Hayata Dair Dört Altın Kural
Hayata dair dört altın kural başlıklı bu yazımızda genel anlamda hemen hemen herkesin bildiği ama farkında olamadığı noktalara tekrar değineceğiz. Burada amaç farkındalık oluşturabilmek. Bu belirlemiş olduğum hayata dair 4 ana kuralı olabildiğince kısa bir şekilde sizlere bahsedeceğim. Konuya girmeden belirtmekte fayda var. Bu bahsedeceğim kuralları hayatınızda bir anda elde etmeniz mümkün olmayabilir. Bunları elde etmek için gereken tüm fedakarlıkları yapmanız, gereken her türlü çalışmayı ortaya koymanız ve en en en önemlisi kendinize inanıp, güvenmeniz gerekmektedir.
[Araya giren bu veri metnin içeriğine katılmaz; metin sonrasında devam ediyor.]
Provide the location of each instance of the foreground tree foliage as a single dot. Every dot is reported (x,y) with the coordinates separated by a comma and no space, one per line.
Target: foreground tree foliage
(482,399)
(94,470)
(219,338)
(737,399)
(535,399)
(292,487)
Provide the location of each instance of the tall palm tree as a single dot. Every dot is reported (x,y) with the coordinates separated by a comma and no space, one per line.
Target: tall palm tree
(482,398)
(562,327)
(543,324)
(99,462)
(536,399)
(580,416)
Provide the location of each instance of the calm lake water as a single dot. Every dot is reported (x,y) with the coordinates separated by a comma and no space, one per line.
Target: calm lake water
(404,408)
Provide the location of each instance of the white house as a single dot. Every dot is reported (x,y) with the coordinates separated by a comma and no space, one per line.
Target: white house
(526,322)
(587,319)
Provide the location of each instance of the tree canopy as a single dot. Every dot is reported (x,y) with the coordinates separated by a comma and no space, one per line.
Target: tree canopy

Başarı kolay elde edilmiyor. Hayatta Mutlu Olmanın Yolları Nelerdir?
Unutmayın ortada bir başarı varsa bu minimum 3 aylık sıkı bir çalışmanın meyvesidir.
Şimdi hayata dair dört altın kural ‘ı maddeler halinde sıralayacak olursak;
- Para kazanırsanız, güçlü olursunuz. Para kazanın…
- Güçlü olursanız, mutlu olursunuz. Güçlü olun…
- Mutlu olursanız, mutlu edersiniz. Mutlu olun…
- Mutlu ederseniz her şeyi elde edersiniz. Mutlu edin…
Para kazanırsanız, güçlü olursunuz. Para kazanın…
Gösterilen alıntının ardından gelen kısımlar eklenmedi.